Tuesday November 21st 2017

“Marisol”

Somewhat Recommended ** Jose Rivera is a solid playwright. In fact, I have enjoyed many of his plays, and Juan Casteneda has done some great work at his Urban Theatre Company in the heart of “Little Puerto Rico” (Division Street/Wicker Park).  Based on the director and the author ,I was excited to go to “Marisol”, now on stage at The Raven Theatre on the North Side. Produced by Promethean Theatre Ensemble as the first play in their twelfth season ( hard to believe a dozen year already), I have the feeling that there was some confusion in putting the puzzle pieces together on this one. I need to explain this!

The story is about a young copy editor in New York, Marisol  (Amana Lopez * does as admirable job in attempting to make “gold out of straw”, but she really needs Rumpelstiltskin, in the worst way, to do so) and her life. While she makes a nice living, she has opted to reside in the “hood” where she grew up. At the start of the play, she narrowly escapes a mugger on the subway as she heads to the Bronx. Later that night, after yelling at her loud neighbors, she is visited in her flat by  her guardian angel (Jazzma Pryor) who informs her that she can no longer protect her. It seems there is a revolution in place against God, who is old and senile and dying. It seems that people are taking to the streets over this situation!
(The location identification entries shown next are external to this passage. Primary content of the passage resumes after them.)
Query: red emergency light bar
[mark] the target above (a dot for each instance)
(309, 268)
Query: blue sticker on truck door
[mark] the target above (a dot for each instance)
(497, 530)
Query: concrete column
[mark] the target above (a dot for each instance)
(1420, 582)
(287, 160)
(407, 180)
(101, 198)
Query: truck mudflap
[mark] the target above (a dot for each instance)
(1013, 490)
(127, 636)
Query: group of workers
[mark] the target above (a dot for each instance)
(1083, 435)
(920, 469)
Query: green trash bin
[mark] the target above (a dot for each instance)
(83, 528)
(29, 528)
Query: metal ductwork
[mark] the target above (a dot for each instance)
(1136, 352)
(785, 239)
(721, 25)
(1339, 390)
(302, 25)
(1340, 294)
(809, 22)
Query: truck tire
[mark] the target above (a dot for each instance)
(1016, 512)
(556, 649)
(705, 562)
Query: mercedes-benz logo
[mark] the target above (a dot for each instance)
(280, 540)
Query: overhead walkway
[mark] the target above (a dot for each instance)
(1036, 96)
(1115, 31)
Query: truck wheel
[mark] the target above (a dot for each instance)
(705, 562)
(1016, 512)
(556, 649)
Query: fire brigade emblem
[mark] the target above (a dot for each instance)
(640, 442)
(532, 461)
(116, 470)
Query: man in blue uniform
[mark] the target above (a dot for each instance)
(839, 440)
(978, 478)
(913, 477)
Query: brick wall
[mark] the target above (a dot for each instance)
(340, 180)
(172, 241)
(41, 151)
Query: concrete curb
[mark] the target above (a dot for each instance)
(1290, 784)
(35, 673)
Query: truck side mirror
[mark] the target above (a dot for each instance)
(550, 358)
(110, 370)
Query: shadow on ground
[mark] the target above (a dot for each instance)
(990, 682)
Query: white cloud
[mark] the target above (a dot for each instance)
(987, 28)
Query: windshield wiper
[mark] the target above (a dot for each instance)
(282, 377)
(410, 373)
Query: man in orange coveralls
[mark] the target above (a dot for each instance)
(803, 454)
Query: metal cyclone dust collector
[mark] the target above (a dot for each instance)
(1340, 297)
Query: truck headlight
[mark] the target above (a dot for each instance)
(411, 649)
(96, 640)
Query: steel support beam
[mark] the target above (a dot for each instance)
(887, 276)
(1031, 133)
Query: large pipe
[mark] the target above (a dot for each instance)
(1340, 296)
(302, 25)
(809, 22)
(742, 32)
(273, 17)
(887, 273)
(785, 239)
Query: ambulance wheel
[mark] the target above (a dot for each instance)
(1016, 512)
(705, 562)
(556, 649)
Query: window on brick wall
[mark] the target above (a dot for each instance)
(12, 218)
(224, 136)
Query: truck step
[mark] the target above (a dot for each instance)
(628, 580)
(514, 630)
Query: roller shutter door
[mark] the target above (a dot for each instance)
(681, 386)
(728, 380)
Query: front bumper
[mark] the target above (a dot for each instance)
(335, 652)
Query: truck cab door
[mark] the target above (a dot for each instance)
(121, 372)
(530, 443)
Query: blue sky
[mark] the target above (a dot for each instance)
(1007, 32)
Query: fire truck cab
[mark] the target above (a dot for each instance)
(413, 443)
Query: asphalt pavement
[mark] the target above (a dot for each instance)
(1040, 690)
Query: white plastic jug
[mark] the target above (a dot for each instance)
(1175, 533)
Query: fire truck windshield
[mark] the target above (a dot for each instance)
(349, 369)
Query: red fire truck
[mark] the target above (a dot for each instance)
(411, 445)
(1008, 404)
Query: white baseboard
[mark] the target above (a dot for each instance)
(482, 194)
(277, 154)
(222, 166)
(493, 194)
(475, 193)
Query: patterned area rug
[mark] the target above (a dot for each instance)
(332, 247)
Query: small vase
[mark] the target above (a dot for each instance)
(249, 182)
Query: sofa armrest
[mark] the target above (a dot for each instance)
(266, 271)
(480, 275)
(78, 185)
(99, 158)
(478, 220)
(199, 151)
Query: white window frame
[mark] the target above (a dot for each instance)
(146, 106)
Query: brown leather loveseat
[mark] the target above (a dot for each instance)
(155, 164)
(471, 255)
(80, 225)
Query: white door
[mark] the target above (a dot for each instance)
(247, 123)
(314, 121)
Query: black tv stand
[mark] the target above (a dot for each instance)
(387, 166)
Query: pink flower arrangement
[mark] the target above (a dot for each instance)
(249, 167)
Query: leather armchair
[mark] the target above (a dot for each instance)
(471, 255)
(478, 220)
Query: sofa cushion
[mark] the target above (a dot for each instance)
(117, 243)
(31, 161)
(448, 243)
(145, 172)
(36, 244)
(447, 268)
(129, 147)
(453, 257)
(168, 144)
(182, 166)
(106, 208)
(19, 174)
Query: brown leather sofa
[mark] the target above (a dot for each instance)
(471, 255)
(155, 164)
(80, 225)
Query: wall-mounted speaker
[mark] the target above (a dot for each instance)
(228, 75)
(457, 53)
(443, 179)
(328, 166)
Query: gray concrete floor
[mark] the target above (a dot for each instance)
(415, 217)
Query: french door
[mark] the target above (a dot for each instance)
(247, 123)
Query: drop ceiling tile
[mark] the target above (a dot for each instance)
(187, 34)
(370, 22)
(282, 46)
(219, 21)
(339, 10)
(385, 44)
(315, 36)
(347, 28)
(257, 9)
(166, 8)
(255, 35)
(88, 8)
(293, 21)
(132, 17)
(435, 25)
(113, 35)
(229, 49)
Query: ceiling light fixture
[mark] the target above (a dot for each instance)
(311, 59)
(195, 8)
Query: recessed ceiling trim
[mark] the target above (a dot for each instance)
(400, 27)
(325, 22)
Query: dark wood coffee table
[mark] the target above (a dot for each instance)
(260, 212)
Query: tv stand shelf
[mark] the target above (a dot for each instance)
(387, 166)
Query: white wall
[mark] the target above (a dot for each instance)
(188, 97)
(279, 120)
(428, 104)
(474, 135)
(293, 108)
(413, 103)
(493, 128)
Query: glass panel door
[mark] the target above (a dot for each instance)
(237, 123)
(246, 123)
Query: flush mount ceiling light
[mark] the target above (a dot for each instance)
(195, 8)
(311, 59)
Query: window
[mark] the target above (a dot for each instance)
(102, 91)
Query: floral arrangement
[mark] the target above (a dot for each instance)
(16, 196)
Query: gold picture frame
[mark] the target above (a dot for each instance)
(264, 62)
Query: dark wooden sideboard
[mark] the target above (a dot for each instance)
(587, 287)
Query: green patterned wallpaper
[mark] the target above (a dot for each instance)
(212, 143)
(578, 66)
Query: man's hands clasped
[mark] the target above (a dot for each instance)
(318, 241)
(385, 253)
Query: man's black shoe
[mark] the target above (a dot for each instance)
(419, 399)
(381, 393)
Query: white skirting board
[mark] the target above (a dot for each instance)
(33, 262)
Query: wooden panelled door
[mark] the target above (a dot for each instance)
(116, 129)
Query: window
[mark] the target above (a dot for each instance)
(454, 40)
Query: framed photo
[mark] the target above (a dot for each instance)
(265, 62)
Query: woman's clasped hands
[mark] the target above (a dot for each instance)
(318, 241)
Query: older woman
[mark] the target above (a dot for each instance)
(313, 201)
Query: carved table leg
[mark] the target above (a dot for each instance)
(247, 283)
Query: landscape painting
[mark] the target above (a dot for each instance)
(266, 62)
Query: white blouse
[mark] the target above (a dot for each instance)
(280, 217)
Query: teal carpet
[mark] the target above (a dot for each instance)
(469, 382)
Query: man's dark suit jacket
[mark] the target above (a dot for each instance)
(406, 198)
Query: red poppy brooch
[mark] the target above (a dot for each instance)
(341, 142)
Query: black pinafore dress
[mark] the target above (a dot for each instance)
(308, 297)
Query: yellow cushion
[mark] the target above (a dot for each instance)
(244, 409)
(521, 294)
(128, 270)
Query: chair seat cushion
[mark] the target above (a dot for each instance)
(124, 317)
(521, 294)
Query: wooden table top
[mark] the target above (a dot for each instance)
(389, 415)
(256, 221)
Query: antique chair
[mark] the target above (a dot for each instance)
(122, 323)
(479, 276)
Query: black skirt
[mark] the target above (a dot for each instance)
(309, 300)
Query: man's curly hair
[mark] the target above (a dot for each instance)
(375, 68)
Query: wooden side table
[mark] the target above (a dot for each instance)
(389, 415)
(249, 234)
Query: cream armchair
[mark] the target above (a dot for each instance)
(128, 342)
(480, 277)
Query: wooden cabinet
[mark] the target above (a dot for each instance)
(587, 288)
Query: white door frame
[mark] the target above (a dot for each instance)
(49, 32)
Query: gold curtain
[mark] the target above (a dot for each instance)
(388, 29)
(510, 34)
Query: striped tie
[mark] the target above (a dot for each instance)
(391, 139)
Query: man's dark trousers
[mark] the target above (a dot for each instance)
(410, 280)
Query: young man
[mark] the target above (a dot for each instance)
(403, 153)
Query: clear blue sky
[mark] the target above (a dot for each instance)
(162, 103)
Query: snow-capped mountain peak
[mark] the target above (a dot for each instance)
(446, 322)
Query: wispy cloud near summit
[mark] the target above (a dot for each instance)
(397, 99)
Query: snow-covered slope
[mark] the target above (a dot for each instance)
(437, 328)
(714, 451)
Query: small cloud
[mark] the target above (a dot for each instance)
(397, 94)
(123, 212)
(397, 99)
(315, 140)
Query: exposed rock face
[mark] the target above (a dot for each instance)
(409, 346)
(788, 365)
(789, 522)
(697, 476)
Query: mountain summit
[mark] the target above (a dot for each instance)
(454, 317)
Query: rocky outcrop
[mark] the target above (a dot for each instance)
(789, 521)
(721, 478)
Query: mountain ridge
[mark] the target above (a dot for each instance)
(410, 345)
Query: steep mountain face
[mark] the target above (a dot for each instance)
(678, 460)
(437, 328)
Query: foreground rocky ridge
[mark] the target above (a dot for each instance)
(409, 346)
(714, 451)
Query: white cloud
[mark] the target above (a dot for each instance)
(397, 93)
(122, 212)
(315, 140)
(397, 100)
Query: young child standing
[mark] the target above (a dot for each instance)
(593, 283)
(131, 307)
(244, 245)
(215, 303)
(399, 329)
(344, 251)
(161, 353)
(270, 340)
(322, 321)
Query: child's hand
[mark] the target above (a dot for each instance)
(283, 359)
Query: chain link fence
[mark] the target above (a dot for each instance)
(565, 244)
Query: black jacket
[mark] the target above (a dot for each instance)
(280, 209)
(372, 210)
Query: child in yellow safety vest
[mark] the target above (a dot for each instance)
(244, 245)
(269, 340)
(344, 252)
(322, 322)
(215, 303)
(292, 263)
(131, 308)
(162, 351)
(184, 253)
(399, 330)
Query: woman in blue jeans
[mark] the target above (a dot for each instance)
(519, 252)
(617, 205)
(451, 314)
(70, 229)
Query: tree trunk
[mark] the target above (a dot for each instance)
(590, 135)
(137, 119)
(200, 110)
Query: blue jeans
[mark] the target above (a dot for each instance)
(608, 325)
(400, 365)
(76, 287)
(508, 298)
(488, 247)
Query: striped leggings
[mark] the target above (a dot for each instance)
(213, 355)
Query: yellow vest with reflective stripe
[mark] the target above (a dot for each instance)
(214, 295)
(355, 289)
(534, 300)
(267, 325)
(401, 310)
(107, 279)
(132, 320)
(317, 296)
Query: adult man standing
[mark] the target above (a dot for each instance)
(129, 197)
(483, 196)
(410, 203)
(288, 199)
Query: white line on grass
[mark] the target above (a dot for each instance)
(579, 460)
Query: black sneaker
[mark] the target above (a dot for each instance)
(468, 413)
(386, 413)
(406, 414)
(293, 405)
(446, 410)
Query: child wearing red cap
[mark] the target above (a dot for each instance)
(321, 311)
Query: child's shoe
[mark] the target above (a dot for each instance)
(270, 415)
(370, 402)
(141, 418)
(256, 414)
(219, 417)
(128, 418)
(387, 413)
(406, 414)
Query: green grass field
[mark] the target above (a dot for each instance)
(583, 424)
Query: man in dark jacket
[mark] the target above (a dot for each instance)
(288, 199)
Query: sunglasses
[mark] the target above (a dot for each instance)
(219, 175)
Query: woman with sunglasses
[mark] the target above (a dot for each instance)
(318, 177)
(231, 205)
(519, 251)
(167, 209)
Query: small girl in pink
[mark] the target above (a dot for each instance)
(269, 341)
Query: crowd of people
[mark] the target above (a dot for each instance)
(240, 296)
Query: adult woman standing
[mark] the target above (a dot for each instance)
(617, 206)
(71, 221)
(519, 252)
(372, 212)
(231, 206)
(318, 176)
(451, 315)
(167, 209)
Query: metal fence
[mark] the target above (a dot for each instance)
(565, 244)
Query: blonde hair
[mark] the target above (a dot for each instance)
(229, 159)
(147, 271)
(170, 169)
I must stop here and tell you that I became a little lost during all that took place in this scene. First of all, as good as Ms Lopez is in the title role, she tends to talk a little faster and softer than she should, thus being hard to understand and the way this storyline goes, we cannot afford to miss any of the nuances of Rivera.Castaneda is used to a smaller venue, but had he sat in the last row, he would have seen what I am talking about. Also, the set (Jeremiah Barr) covers the sliminess of the streets of New York and the subway system well, but when we are in Marisol’s home, it seems that someone who has a decent income would live a bit nicer. Perhaps, a “flat” indicating her apartment and later one for her office would help the audience in focusing on what is taking place on the stage over trying to figure out why there is graffiti in these places.

Marisol’s co-worker, June ( Megan DeLay, who also plays another role) invites Marisol to move in with her after a news headline indicates that she had been killed the night before. I said “confusing” didn’t I? She has a brother, Lenny ( Mike Cherry, who plays almost every male role) who is a bit “slow” and more confusion begins to rear its ugly head. He wants Marisol, she runs away, June disappears (did Lenny kill her?), Lenny gets pregnant  by Marisol, and there is a lady in the fur coat (Jamie Bragg) who I am still trying to understand.

Castaneda’s notes indicate that every audience member will see something different. In fact, if you were to ask each and every audience member what “Marisol” is all about?, the answers would be everywhere. Is it about politics? race relations? gender equality? environment? Inner city violence? Economics? Poverty? Religion? World Issues?- who knows? His mission, and that of the cast is to attempt to make Rivera’s words answer some of these questions. Well, at least some!

It is possible that all of these parts equal a whole- the world becoming one, not parts. Not Hispanics ! Not African-Americans! Not Catholics! Not Jews! Not Asians! Not Moslems! How about Humans! That is what we are and living together and working with each other is what I think this story is truly about. But as our director said, no two people will see this play exactly alike. I would have liked a bit of music to end scenes and to make a statement. The lighting (Liz Cooper) worked and the costumes, if one could call them such (Uriel Gomez) due to the extreme limits were decent. The fight or violence choreography by Brenden Hutt worked. There is strobe lighting, stimulated sexual and physical violence and some gunshots used, so be prepared.

“Marisol” will continue at The Raven Theatre West stage ( the smaller of the two) , 6157 N. Clark Street (at Granville) thru November 26th with performances as follows:

Thursdays  8 p.m.  NO SHOW on Turkey Day 11/23

Fridays  8 p.m.

Saturdays  8 p.m.

Sundays  3:30 p.m.

 

Tickets are $25, general/open and $20 for  seniors and $15 for students

Running time for the two acts is 1 hour and 55 minutes including the intermission.

to order tickets boxoffice@prometheantheatre.org

There is a parking lot at the Raven and street parking ( some metered, some not ) is plentiful

To see what others are saying, please visit www.theatreinchicago.com, go to Review Round-Up and click at “Marisol”

 

  • Lopez is the understudy, which should have been announced prior to the performance. I have no idea as to the number of times se may have performed this role, but there was no way that she looked uncomfortable on the stage. AI said, earlier, . The script is the problem!